On average, 16 new sites joined the list each year between 2005 and 2009, with New Jersey adding six during that period. The GAO predicted 20 to 25 additions would be made to the list annually over the next five years, as EPA funds diminish.

"We have spent 1.2 billion on the 75 most dangerous sites, which is about 16 million per site, and they're still not cleaned up yet. So there is still a lot of work to do, and based on the current annual appropriation, the needs for the Superfund program exceed the resources," the GAO's John Stephenson said when the report was released last Tuesday.

The list could grow additionally as the EPA considers applying Superfund money to seriously polluted sites that involve "vapor intrusion" — where contaminated air seeps into buildings from underground sources, such as what is happening in homes around the former DuPont munitions factory in Pompton Lakes.

"That will, of course, further exacerbate the limited funding that already exists," Stephenson said.

U.S. Sen. Frank Lautenberg, D-N.J., had requested the GAO audit and presented it to the Senate Environment and Public Works Committee to bolster support for reinstating a tax that once financed the Superfund program. What was known as the "Polluter Pays" tax on oil and chemical companies expired in 1995.

"The work to clean up Superfund sites has slowed to a crawl since the 'Polluter Pays' fee expired and the fund ran dry," Lautenberg said. "In the coming years, New Jersey is likely to have even more Superfund sites added, and there must be a plan in place to protect the health and environment of our communities."

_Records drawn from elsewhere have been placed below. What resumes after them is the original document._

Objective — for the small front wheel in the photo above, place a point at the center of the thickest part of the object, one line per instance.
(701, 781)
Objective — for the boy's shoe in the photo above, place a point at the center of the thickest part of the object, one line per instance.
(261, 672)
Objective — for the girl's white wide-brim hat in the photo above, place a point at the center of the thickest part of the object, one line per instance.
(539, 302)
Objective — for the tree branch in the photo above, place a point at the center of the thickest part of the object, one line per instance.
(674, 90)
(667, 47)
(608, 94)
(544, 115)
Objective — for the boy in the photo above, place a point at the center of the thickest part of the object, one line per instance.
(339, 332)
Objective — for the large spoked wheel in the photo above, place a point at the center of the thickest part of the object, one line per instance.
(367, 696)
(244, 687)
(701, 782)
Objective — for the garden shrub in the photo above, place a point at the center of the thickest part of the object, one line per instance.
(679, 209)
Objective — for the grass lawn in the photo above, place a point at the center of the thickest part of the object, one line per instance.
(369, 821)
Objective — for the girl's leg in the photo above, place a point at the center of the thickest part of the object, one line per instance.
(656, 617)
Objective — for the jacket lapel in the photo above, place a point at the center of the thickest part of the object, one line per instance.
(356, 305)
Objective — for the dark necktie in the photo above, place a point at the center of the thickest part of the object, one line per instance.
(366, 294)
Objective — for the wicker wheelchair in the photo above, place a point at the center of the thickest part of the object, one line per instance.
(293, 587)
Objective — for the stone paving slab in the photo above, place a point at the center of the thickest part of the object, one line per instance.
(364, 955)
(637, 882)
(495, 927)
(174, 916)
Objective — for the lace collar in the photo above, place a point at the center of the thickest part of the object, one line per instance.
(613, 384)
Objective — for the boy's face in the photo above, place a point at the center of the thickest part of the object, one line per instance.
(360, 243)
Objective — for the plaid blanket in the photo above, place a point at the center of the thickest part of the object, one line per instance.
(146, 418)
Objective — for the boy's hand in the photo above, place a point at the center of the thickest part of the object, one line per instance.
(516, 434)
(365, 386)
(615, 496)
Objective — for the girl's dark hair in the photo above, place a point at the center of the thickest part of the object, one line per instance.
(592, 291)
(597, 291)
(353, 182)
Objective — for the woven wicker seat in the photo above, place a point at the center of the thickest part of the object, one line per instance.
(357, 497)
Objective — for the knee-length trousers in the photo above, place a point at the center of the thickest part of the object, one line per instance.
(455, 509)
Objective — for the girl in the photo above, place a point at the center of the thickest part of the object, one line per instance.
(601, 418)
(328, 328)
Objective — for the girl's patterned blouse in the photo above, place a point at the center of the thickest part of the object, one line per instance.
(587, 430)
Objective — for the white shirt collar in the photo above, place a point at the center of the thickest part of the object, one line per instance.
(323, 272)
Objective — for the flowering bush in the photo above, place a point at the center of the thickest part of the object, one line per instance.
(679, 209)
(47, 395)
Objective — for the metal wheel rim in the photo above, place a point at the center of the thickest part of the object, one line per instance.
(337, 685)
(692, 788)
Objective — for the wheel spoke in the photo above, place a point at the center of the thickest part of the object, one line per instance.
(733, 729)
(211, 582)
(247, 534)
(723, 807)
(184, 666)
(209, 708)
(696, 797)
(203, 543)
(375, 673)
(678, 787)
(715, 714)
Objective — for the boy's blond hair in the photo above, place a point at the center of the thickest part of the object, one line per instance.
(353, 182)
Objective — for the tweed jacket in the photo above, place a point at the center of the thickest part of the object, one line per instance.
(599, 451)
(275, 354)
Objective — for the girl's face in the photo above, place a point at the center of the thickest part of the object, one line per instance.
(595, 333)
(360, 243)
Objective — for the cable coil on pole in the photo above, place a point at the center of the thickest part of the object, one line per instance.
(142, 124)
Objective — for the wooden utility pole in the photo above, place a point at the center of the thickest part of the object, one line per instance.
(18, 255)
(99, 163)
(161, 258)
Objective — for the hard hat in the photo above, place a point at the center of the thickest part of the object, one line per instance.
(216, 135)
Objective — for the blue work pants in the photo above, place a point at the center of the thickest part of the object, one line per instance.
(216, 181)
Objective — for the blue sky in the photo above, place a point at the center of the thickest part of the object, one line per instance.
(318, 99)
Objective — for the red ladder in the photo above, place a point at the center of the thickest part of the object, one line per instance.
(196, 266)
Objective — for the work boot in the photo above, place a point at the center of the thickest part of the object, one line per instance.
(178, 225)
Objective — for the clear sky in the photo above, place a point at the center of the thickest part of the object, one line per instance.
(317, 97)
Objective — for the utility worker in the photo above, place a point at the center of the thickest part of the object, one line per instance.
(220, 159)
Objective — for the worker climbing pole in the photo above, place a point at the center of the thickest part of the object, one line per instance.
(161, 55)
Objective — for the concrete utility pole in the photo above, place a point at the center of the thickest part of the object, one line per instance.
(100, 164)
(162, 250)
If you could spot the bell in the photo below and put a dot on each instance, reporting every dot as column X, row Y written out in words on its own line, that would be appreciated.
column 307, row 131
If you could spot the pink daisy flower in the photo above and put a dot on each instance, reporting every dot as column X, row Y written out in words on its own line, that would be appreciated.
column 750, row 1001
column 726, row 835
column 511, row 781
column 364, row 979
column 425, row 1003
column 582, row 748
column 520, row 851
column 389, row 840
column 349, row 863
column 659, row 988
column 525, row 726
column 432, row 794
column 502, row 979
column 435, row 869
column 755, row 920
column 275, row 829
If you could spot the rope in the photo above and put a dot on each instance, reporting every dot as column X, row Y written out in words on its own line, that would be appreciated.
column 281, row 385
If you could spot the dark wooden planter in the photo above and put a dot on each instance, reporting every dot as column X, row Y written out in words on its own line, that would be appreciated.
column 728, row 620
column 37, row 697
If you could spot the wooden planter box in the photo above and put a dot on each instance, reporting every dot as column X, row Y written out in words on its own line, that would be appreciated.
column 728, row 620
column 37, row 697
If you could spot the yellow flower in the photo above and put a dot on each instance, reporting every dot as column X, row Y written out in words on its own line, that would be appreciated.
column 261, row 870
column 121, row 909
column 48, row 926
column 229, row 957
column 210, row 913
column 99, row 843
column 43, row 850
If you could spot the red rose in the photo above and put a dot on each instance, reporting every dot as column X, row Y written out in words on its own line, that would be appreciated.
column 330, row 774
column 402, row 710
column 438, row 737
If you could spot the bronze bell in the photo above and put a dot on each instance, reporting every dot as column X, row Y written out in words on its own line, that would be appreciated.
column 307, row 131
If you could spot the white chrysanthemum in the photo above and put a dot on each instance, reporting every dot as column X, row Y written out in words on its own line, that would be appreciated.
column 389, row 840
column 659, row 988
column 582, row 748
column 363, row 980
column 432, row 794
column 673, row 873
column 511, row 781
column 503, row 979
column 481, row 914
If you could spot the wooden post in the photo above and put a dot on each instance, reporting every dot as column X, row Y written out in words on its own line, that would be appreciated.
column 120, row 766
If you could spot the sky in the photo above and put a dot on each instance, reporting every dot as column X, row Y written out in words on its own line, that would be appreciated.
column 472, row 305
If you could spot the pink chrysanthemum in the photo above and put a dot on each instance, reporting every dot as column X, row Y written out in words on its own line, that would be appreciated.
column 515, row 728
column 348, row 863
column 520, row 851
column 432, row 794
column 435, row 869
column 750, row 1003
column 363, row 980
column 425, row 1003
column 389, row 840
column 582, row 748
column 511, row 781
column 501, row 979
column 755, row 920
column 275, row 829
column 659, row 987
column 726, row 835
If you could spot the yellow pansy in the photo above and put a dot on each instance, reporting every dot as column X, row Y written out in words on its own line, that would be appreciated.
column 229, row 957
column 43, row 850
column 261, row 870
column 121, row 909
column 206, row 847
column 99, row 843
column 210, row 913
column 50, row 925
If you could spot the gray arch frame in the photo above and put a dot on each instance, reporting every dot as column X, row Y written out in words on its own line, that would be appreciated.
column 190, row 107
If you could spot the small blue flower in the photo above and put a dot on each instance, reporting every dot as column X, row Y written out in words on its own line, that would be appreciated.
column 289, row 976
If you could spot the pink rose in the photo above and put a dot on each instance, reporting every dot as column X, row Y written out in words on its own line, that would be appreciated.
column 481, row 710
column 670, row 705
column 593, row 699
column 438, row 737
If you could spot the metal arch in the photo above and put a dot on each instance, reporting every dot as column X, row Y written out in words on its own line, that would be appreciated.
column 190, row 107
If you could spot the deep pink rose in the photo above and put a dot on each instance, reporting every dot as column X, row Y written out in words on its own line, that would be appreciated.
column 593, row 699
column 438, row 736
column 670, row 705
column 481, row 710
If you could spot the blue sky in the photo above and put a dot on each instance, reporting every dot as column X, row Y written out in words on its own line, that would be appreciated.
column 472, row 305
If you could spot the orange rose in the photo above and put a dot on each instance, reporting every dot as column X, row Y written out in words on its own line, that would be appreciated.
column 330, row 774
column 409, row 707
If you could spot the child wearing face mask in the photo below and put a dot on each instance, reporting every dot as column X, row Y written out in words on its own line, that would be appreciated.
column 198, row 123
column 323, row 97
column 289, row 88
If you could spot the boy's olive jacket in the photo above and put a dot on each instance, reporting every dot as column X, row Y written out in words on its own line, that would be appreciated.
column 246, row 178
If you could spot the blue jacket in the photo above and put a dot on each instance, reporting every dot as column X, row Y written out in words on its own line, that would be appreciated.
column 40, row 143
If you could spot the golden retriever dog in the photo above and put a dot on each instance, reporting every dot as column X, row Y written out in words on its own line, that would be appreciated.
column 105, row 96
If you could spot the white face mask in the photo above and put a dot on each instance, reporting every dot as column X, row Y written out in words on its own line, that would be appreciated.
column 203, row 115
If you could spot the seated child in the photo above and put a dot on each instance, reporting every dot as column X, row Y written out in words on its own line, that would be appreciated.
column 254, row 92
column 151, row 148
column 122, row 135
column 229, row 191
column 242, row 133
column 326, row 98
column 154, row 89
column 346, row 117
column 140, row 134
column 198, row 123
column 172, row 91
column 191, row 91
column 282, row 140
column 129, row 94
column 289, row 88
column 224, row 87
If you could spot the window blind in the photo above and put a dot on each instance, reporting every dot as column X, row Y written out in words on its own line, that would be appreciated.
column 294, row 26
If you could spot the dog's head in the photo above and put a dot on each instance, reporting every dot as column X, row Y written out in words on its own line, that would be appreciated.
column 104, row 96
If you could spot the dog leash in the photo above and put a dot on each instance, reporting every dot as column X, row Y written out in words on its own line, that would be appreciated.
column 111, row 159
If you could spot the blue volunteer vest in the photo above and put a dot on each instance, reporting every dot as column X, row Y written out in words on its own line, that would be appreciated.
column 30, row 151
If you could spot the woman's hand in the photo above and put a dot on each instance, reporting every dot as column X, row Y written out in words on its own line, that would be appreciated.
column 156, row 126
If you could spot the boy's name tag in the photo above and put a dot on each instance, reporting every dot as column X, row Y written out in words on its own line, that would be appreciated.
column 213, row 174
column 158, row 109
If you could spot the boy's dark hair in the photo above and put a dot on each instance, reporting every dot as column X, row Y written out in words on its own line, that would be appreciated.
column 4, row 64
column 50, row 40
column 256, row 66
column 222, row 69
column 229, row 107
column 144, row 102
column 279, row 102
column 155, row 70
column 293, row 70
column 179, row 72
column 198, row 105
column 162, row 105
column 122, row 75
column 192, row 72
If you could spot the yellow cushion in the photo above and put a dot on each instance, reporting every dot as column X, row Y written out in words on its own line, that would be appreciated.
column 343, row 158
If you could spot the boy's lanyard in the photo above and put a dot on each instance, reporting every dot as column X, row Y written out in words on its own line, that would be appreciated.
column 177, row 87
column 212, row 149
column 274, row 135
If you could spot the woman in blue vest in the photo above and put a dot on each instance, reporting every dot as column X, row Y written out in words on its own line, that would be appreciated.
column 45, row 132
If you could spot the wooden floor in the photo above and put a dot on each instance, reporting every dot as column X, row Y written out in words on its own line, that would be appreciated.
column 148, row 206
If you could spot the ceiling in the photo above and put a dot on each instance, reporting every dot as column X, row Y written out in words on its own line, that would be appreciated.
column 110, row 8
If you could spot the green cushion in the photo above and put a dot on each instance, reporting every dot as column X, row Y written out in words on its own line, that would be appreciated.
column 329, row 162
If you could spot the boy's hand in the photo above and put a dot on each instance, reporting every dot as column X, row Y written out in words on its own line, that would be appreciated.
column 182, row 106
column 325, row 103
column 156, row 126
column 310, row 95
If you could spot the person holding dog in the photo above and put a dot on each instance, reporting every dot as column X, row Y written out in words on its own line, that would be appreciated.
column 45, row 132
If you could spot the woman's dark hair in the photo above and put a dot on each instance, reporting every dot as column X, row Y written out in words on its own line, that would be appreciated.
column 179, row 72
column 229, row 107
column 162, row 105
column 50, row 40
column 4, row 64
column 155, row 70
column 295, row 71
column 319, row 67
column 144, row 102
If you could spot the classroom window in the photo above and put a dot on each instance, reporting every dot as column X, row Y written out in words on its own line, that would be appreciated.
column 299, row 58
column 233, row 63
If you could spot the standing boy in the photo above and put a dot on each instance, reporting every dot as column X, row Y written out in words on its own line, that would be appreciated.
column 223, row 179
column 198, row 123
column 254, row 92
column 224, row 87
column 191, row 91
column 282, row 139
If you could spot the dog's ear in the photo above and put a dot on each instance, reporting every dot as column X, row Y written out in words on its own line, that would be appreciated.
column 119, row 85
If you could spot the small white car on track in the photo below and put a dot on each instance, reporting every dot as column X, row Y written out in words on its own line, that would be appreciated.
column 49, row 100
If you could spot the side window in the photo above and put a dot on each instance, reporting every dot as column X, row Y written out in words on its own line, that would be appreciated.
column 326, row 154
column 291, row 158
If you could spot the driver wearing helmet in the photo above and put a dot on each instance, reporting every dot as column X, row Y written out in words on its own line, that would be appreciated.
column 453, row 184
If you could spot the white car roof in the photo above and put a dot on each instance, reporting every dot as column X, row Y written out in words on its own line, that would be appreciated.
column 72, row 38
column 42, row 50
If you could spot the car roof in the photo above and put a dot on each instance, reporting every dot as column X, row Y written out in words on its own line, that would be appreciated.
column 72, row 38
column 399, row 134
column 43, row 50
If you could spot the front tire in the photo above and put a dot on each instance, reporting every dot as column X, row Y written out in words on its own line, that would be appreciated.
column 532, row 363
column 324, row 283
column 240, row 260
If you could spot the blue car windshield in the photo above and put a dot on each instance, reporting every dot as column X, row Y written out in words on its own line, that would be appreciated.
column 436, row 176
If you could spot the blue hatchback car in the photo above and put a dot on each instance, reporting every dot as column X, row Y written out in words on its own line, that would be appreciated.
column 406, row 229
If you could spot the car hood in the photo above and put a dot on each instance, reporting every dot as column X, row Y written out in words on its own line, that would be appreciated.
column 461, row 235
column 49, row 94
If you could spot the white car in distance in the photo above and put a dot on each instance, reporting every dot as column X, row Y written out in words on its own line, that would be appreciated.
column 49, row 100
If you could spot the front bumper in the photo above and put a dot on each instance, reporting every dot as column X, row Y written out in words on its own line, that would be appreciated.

Robert Spiegel of the Edison Wetlands Association, which has been involved in 25 Superfund cleanups in New Jersey, said the lack of funding since the tax expired has not only forced taxpayers to pick up the tab, but weakened the ability of the EPA to wage court battles under federal laws that can force polluters to pay triple the cost of a cleanup.

"The polluters know the EPA is a paper tiger right now, so they don't pay as much as they should and the cleanups have gone on much slower than they used to, or not at all. It is important to get this program back on track," Spiegel said.

Putnam could not say which contaminated New Jersey properties would be next to land on the national list, but he predicted three to five would be added annually. He said that estimate was based largely on happenstance the probability of finding new points of serious pollution where the responsible company is not around, and of realizing that problems at known sites are more extensive than had been anticipated.

Federal help is critical for New Jersey, which carries the additional burden of cleaning 18,000 to 20,000 sites that don't qualify for federal dollars, the DEP's Putnam said.

"They range from leaking residential oil tanks to DuPont's Deepwater Point facility," he said, referring to the groundwater cleanup that the giant firm is financing around its chemical-production facility in Carneys Point.

Meanwhile, authorities continue to discover sites of extensive pollution expected to cost millions of dollars to clean, Putnam said.

Putnam's "last biggest surprise" was the massive creosote contamination found in 1998 in Manville. The cancer-causing wood preservative had been left behind by Federal Creosote Co., which operated from 1911 to 1956, and it had soaked the soil where 127 homes were built in 1963.

The cleanup, initially estimated to cost $105 million, has cost $338 million. The site is expected to be taken off the federal list in two years.

"What we are finding now are old dumps or old dry cleaners. They are not really big sites. But they are sites where maybe drinking water gets contaminated through a fractured bedrock, and it's a costly cleanup," Putnam said, adding he remains hopeful.

"We're getting cleaner," he said. "The new sites we're coming up with are fewer and fewer, and they are less and less contaminated."